Wendell Diller reminds me of why I began writing about audio 44 years ago. Diller, the marketing manager for Magnepan speakers, exudes the now rare passion, enthusiasm and expertise, once common in the speaker business. Diller, although eligible for social security, continues touring the country preaching the gospel of Magnepan.

Magnepan, manufactured in Minnesota, makes a unique speaker that uses a thin film to move air to create sound. To do this properly, especially in the bass region, requires a very large panel. Its dipole design radiates sound from the front and rear, enhancing a realistic ambience. While Magnepan designed a few smaller models for home theater use, knowing the user could hide a separate subwoofer, most of its models make a statement in sound and substance. They stand six feet tall and half as wide, albeit only a few inches deep. Thus, the member of the family who may not be an audio fanatic might find these otherwise innocuous speakers intrusive.

Few would deny Magnepan speakers’ amazing sound quality. This thin film flat panel technology enables awesomely accurate reproduction. It delivers a naturalness and depth only replicated by more expensive and usually even larger competition. Magnepan speakers sparkle in transient response, the ability to reproduce exceedingly brief bursts of sound. An orchestral triangle, the finger tip on the violin pizzicato, the initial touch of the stick on the drum head, all often lost in the mush of lesser speakers come through with a clean distinct realism.

Magnepan discovered that many of its fans were downsizing to apartments from spacious houses. With space now at a premium, setting up Magnepans in this reduced space caused some serious conversations between couples, not to mention new converts that never enjoyed the luxury of space.

Recently, Geoff Poor, the audiophile who runs Glen Poor’s Audio Video, invited me to his store in the Old Farms Shops to hear Magnepan’s proposed solution to this problem. As usual, Diller exhibited well-founded musical rapture as he played several demo recordings. Since Magnepan’s most famous speakers are labeled 30.7, he dubbed these experimental models “30.7 for Condos.” Not only do the 30.7 Condos use innovative variations of Magnepan’s signature dipole flat panel technology, but also sophisticated electronic digital signal processing (DSP). This combination results in a speaker about a quarter of the size of the full-size Magnepans with much of the same sound quality. I marveled how they retained the depth of the orchestral stage, yet did not demand the majority of the showroom floor.

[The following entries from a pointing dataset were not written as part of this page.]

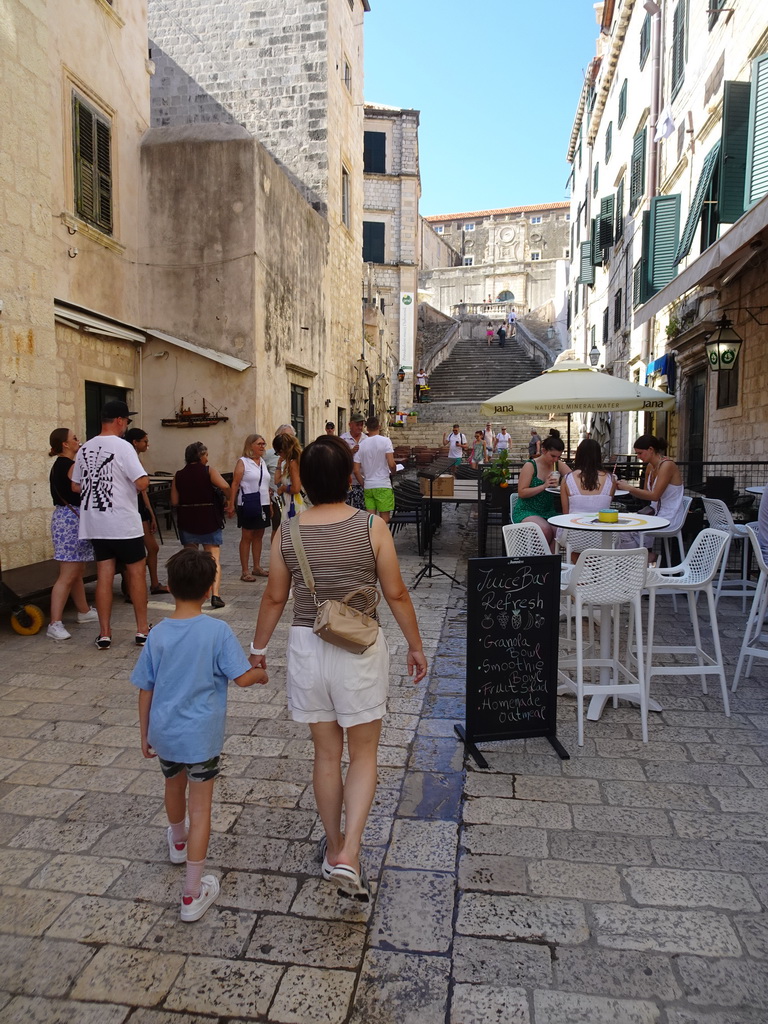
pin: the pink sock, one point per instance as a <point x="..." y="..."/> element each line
<point x="178" y="832"/>
<point x="194" y="875"/>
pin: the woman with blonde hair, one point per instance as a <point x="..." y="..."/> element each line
<point x="69" y="550"/>
<point x="250" y="498"/>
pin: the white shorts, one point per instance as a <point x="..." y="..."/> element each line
<point x="329" y="684"/>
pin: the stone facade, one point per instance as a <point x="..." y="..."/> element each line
<point x="292" y="75"/>
<point x="617" y="112"/>
<point x="508" y="255"/>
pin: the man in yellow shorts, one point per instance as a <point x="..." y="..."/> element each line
<point x="374" y="462"/>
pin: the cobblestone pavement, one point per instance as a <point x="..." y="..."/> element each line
<point x="626" y="886"/>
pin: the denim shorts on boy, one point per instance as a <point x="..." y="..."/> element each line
<point x="379" y="500"/>
<point x="201" y="772"/>
<point x="125" y="551"/>
<point x="329" y="684"/>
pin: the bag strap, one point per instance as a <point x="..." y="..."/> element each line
<point x="298" y="547"/>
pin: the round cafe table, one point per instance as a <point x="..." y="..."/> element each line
<point x="627" y="522"/>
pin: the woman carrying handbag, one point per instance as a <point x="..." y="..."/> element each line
<point x="333" y="689"/>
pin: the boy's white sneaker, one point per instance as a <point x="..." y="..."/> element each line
<point x="176" y="851"/>
<point x="192" y="908"/>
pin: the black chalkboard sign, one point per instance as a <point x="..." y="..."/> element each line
<point x="513" y="607"/>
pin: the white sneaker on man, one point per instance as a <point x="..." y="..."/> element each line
<point x="56" y="632"/>
<point x="194" y="907"/>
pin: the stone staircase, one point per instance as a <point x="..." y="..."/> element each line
<point x="473" y="373"/>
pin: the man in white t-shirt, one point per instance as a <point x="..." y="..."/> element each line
<point x="374" y="462"/>
<point x="109" y="475"/>
<point x="502" y="440"/>
<point x="456" y="441"/>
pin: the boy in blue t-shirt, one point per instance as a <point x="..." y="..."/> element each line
<point x="182" y="675"/>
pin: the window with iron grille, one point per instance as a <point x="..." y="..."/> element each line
<point x="622" y="103"/>
<point x="645" y="40"/>
<point x="92" y="165"/>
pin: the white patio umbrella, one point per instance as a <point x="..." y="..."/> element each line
<point x="571" y="386"/>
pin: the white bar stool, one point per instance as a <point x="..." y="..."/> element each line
<point x="692" y="577"/>
<point x="608" y="579"/>
<point x="754" y="633"/>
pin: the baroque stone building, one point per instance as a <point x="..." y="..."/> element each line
<point x="669" y="152"/>
<point x="509" y="256"/>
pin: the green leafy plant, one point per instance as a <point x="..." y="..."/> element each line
<point x="499" y="473"/>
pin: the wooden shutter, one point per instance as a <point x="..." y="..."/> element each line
<point x="586" y="266"/>
<point x="92" y="163"/>
<point x="637" y="171"/>
<point x="606" y="223"/>
<point x="756" y="184"/>
<point x="733" y="151"/>
<point x="678" y="47"/>
<point x="373" y="242"/>
<point x="622" y="103"/>
<point x="665" y="228"/>
<point x="696" y="203"/>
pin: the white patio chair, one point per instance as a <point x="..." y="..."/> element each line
<point x="667" y="536"/>
<point x="524" y="539"/>
<point x="609" y="579"/>
<point x="692" y="577"/>
<point x="719" y="517"/>
<point x="754" y="633"/>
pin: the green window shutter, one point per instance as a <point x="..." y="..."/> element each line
<point x="664" y="229"/>
<point x="586" y="266"/>
<point x="606" y="223"/>
<point x="644" y="40"/>
<point x="696" y="203"/>
<point x="598" y="254"/>
<point x="756" y="184"/>
<point x="678" y="47"/>
<point x="92" y="165"/>
<point x="622" y="103"/>
<point x="637" y="171"/>
<point x="640" y="292"/>
<point x="733" y="151"/>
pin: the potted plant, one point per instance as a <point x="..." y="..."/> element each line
<point x="497" y="478"/>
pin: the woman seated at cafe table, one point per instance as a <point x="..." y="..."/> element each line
<point x="663" y="487"/>
<point x="589" y="487"/>
<point x="535" y="503"/>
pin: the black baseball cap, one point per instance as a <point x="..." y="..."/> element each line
<point x="116" y="411"/>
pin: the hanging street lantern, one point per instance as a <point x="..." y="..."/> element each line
<point x="722" y="346"/>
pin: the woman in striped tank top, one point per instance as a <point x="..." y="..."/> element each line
<point x="330" y="688"/>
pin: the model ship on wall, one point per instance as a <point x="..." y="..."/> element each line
<point x="185" y="418"/>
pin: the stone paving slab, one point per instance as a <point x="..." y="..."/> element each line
<point x="628" y="885"/>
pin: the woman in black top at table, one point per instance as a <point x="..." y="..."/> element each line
<point x="69" y="550"/>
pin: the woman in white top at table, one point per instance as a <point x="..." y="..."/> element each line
<point x="664" y="487"/>
<point x="589" y="487"/>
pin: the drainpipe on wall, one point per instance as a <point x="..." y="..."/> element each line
<point x="651" y="181"/>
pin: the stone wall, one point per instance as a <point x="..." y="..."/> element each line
<point x="257" y="291"/>
<point x="28" y="371"/>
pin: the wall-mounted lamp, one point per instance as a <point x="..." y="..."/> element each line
<point x="722" y="346"/>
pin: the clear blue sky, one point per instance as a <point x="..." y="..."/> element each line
<point x="497" y="83"/>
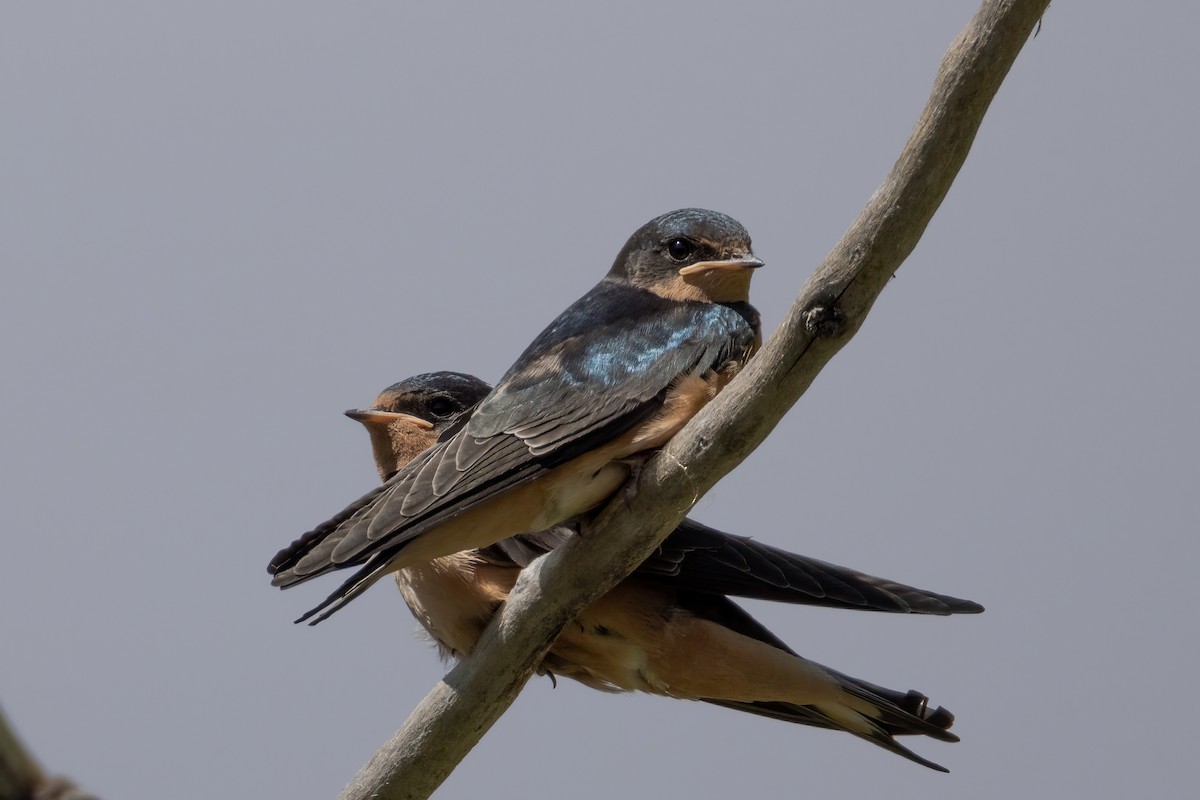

To avoid misunderstanding, the 30.7 Condos will never be considered miniature or even “compact” speakers. I doubt you’ll install them in the bedroom. But when compared with full-size Magnepans or the competition, they economize on space rather than sound. The best analogy would be buying a Prius with Tesla-like performance.

Poor also showed me a pair of very small Tannoy speakers that wowed me, but that’s a different column. They would sound great in any room in the house.

Diller offered no price on the 30.7 Condos, since they were experimental. Demand and manufacturing efficiencies would influence the cost. Because Magnepan doesn’t mass manufacture or mass market, it sells through a very limited number of dealers, of which Poor is the only one in Illinois.

We received several reader emails concerning our last column about Mediacom and area fiber broadband providers. We’ll share those in two weeks, but let’s just say that Mediacom lacks a local fan club. We’ll also make some suggestions for rural broadband for those still relying on two tin cans and a string.

Mediacom phoned me with an apology after the last column ran. Its representative admitted the company improperly handled the situation. Meanwhile, Mediacom gave me $7.72 credit for 51 hours of outage, which did not begin to cover the time I spent on the phone with them and the inconvenience.